So Terl trains Jonnie (who has already shown high levels of aggression towards Psychlos) in the Psychlo language, how to use Psychlo technology, and how to fly Psychlo ships. Sure, that makes sense. Then he sends Jonnie and a few other man-animals out to mine the gold. Thanks to a trip to the library (sponsored by Terl... why doesn't he just walk back in forth in front of Jonnie slowly with a target painted on his back?), Jonnie knows where to get gold without mining, thus giving him time to plan an insurrection. An amazing scene follows where Jonnie presents Terl with the gold he's "mined." You see, Jonnie got the gold from Fort Knox (Terl left Jonnie the use of a Psychlo flying machine), and it's all in minted bars. Does Terl figure something is up? Nope, he accepts Jonnie's explanation that the man-animals smelted it into bars. With no equipment. On a remote mountaintop. They smelted it into perfect bars. Of course. These people conquered galaxies?
"Are you sure the camera is straight?
It looks a little off from here."
The Fort Knox thing really makes you wonder. It is stated that the Psychlos defeated all of humanity's weapons in nine minutes, which would make you think that they did a thorough search of the planet pretty quickly. Yet, despite their lust for gold, they missed Fort Knox? And while we're talking about dumb stuff, why do the Psychlos keep threatening to "vaporize" people, yet their guns shoot stun bolts or shotgun-like blasts? How would they vaporize someone if they wanted to?
In the end Jonnie leads the revolution, destroys the dome, and sends a bomb to the Psychlos' home planet (portrayed by footage of Blade Runner's LA tinted purple). And of course, none of it makes sense. Major plot points revolve around cavemen (who Jonnie met in Terl's presence... Isn't Terl supposed to be head of security?) learning to fly harrier jets in a week, and Jonnie's newly-acquired knowledge of how to hotwire a nuclear bomb. And the entire Psychlo planet is blown up by that one nuclear bomb. Oh the pain!
"Geez, I'm beginning to get
a little seasick here."
It would be one thing if this incoherent mess had any style, or was any fun. But sadly the whole movie is dark and drab -- and the entire film is shot at a 45 degree angle. Even the old Batman show didn't tilt the camera this much. There's no reason for it. Good filmmakers like John Woo and Sam Raimi may use tilted camera angles for emphasis, but Battlefield Earth just overdoes it, and the crazy angles mean nothing. The film's cinematographer claimed that tilting the camera gave the film "energy," and they once they started doing it, they couldn't stop. So apparently we're supposed to believe that tilting the camera is like crack cocaine to cinematographers, and the results are about as pretty. When not tilting the camera, director Roger Christian rips off better films, notably Blade Runner and The Matrix, not to mention Star Wars. Roger has worked on good films, and he seems to know what a good movie looks like, but he doesn't have any idea how to put one together himself.

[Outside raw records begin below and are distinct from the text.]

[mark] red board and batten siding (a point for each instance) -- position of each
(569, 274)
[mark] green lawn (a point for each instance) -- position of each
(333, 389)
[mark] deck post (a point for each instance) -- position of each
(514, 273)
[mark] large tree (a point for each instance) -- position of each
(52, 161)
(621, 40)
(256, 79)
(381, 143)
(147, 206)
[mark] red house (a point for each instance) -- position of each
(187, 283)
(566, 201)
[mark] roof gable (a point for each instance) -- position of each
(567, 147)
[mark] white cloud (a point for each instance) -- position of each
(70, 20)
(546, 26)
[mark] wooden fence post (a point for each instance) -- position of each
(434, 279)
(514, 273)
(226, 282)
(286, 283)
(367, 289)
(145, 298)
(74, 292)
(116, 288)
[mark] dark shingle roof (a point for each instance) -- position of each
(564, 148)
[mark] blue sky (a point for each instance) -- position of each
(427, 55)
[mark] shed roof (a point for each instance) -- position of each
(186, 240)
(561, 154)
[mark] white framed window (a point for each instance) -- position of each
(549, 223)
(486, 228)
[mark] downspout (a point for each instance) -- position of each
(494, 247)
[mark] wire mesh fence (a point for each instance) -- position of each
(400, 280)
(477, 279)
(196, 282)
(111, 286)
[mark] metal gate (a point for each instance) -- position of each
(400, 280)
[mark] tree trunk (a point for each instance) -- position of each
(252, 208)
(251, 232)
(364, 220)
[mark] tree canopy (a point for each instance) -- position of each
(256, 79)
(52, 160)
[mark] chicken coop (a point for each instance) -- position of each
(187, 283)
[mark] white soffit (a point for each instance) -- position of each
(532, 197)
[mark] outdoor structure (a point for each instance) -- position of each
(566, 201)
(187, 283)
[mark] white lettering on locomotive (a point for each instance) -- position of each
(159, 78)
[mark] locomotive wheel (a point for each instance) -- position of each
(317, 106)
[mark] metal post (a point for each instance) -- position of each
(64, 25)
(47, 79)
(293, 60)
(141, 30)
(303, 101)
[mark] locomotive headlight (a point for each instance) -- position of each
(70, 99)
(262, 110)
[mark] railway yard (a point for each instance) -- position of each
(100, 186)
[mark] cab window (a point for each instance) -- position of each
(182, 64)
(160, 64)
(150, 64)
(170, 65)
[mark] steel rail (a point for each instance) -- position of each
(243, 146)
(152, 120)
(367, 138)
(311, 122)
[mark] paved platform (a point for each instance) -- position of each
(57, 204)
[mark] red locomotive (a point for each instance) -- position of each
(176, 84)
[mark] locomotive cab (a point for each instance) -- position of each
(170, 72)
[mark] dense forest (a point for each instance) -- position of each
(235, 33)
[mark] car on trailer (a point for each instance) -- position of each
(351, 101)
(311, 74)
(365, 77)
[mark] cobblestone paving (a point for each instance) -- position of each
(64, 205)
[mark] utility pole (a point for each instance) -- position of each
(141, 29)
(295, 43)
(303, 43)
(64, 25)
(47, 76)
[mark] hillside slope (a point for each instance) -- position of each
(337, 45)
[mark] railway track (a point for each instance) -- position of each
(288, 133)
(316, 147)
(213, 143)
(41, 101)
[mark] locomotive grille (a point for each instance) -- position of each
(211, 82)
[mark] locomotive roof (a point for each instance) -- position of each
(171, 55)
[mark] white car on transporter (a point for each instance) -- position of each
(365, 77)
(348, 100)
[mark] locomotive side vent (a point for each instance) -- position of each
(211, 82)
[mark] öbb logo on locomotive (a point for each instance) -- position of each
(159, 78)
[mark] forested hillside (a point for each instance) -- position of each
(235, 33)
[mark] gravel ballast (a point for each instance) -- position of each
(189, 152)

We should try to say something nice about this film, so here goes: Forest Whitaker, unlike anyone else in the cast, hits the right notes as Terl's right-hand(less) Psychlo sidekick. And the production design is rather nice, even if there isn't much here we haven't seen twenty times before. By comparison, Battlefield Earth isn't nearly as painful as, say, Nukie, but that's akin to saying that a gunshot wound to the stomach isn't as bad as being eaten alive by ants.
By the time you read this, Battlefield Earth will almost certainly be on its way out of theaters, thanks to a disastrous opening weekend. The battle has been fought. And in some small way, all of us won, even if those of us who saw the film count ourselves as casualties.